Prior to 2000, CPT did not formally recognize tissue adhesives as an alternative to sutures or staples. However, introductory material in the 2000 manual clarified this issue by indicating wound closure can be achieved with suture, staples, or tissue adhesives (e.g., 2-octyl cyanoacrylate), either singly or in combination with each other, or in combination with adhesive strips.
As a result, Buechner says, family practices report use of tissue adhesives with the same codes as other repair techniques when submitting claims to private insurers. All the same rules apply, including reporting multiple lacerations and appropriate use of modifiers. He cautions, however, that an occasional insurer may not recognize liquid adhesives and may require an unlisted-procedure code like 17999 (unlisted procedure, skin, mucous membrane and subcutaneous tissue) accompanied by a report.

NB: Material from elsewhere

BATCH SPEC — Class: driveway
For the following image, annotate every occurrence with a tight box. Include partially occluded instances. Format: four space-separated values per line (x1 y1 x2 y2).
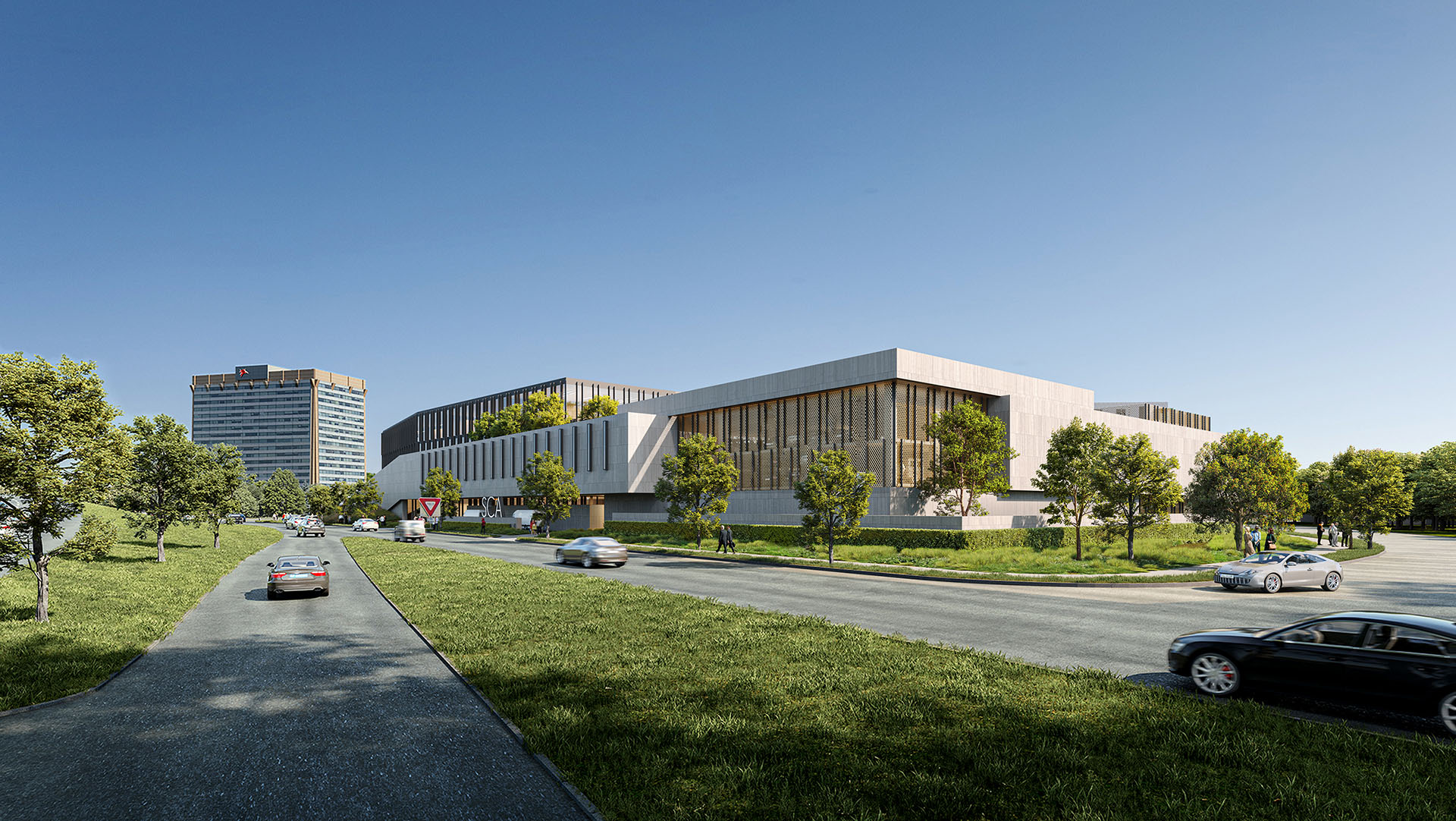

Medicare, on the other hand, requires that 2-octyl cyanoacrylate be reported with temporary HCPCS code G0168 (wound closure utilizing tissue adhesive[s] only). Because Medicare regards tissue adhesives as a simpler method of treatment, reimbursement for G0168 is much lower than for simple laceration repair.
2-octyl cyanoacrylate should not be reported in conjunction with other codes describing similar wound care, Buechner adds. I had one physician tell me he sutures deeper layers of the wound and then uses tissue adhesive to close the surface layer, he says. It is not appropriate to bill for both. This constitutes one repair, and the intermediate code should be assigned. It is not different than if the physician used two types of sutures on one wound. The difference is only in the material; it is not an entirely different procedure.